Pareció afectado, pero no hizo ningún comentario. Examinaron el menú, y ambos escogieron lenguado «Dover». Mientras comían, Nash pareció intentar deliberadamente apartar sus pensamientos de la muerte de Erin hablándole de sí mismo.

—Mi padre hizo fortuna con el plástico. Hizo realidad literalmente la famosa frase de «El graduado». Luego compró una ostentosa mansión de dudoso gusto en Bridgewater. Era un hombre bueno y honrado, y siempre me pregunté para qué necesitábamos veintidós habitaciones si éramos sólo tres. Recuerdo lo orgulloso que estaba cuando las enseñaba.

Habló superficialmente de su divorcio.

—Me casé una semana después de graduarme en el college. Fue un error para ambos. No era un problema de dinero, pero la carrera de Medicina, especialmente cuando después debes continuar los estudios de psicoanálisis, es un largo y duro camino. No teníamos tiempo el uno para el otro. Al cabo de cuatro años, dijo basta. Ahora Sheryl vive en Chicago y tiene tres hijos.

Era el turno de Darcy. Mencionó rápidamente el nombre de sus famosos padres, pasando apresuradamente a la decisión de dejar la agencia de publicidad y montar su propio negocio de decoración de ocasión.

—Alguien me dijo alguna vez que era una nueva versión de «Sandford and Son», y creo que es verdad, pero me gusta. —Pensó en la habitación que estaba arreglando para la muchacha de dieciséis años convaleciente.

Si Nash advirtió lagunas en su relato, se abstuvo de hacer comentarios. Las ensaladas llegaron en el mismo momento en que un productor, amigo de sus padres, se detuvo junto a la mesa.

—¡Darcy! —Un beso cariñoso, un abrazo. Él mismo se presentó a Michael Nash—: Harry Curtis. —Volvió a Darcy—. Cada día estás más guapa. He oído que tus padres están de gira por Australia. ¿Qué tal va todo?

—Acaban de llegar allá.

—Vale, dales muchos recuerdos de mi parte. —Otro abrazo y Curtis siguió hasta su propia mesa.

Los ojos de Nash no delataron signo de curiosidad. Así es como actúan los psiquiatras, esperan a que tú se lo cuentes. Ella no ofreció ninguna explicación sobre las palabras de Curtis.

Fue una agradable velada. Nash confesó tener dos pasiones montar a caballo y jugar al tenis.

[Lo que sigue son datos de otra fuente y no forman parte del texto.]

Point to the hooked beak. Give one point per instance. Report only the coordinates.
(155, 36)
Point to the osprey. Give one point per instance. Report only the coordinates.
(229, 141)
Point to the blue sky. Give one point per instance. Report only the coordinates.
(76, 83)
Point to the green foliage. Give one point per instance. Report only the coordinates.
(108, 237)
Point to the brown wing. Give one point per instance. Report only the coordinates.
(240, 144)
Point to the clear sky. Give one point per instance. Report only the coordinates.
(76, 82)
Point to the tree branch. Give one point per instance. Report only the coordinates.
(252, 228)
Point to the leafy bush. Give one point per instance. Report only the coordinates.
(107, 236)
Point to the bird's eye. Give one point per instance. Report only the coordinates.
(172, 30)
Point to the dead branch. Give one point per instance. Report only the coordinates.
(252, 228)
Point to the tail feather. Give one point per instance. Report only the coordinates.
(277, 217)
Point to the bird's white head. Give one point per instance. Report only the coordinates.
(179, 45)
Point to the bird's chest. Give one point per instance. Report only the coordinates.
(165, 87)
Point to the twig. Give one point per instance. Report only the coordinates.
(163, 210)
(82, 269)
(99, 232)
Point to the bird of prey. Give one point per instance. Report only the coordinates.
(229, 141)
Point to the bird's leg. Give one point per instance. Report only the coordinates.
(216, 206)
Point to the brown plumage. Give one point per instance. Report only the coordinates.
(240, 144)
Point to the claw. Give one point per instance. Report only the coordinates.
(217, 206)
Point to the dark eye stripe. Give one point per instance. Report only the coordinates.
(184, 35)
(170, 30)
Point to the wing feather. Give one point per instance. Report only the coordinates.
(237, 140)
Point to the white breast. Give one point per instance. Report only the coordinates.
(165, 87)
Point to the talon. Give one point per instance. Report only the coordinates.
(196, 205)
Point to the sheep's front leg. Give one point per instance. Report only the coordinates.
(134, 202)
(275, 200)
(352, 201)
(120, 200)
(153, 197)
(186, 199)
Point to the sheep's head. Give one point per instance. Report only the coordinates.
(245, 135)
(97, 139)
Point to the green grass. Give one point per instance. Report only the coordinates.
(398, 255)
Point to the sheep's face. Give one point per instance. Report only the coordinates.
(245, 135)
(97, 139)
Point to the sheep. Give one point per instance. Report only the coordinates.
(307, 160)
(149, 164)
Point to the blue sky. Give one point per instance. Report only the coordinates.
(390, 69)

—Por eso conservo Bridgewater. —Volvió intencionadamente al tema de la muerte de Erin—. Darcy, yo no suelo dar consejos, al menos no gratuitamente, pero desearía que abandonases la idea de contestar a esos anuncios. Ese tipo del FBI me pareció muy competente, y, por lo que yo puedo juzgar, no descansará hasta que el asesino de Erin pague por lo que ha hecho.

—Sí, lo sé. Me lo ha dicho de todas las formas posibles. Supongo que todos hacemos lo que podemos. —Esbozó una sonrisa—. La última vez que hablé con Erin me dijo que había conocido a un chico que estaba muy bien y, aunque pareciera mentira, él no la había vuelto a llamar. Estoy segura de que eras tú.

La acompañó a casa en taxi, pidió al conductor que esperara y caminó con ella hasta la puerta. Mientras ella giraba la llave, se volvió para protegerla de las ráfagas del viento helado.

—Puedo llamarte otra vez.

—Me gustaría mucho.

Por un momento Darcy pensó que iba a besar su mejilla, pero simplemente apretó su mano y se volvió hacia el taxi que aguardaba.

El viento empujó la puerta, haciéndola cerrarse lentamente. Después del golpe de la puerta, el ruido de unos pasos la hizo darse la vuelta. A través de los cristales pudo ver a un hombre subiendo apresuradamente los escalones. Mientras le contemplaba estupefacta, sin aliento para gritar, Len Parker dio un empujón y luego una patada a la puerta. Después se dio la vuelta y huyó calle abajo.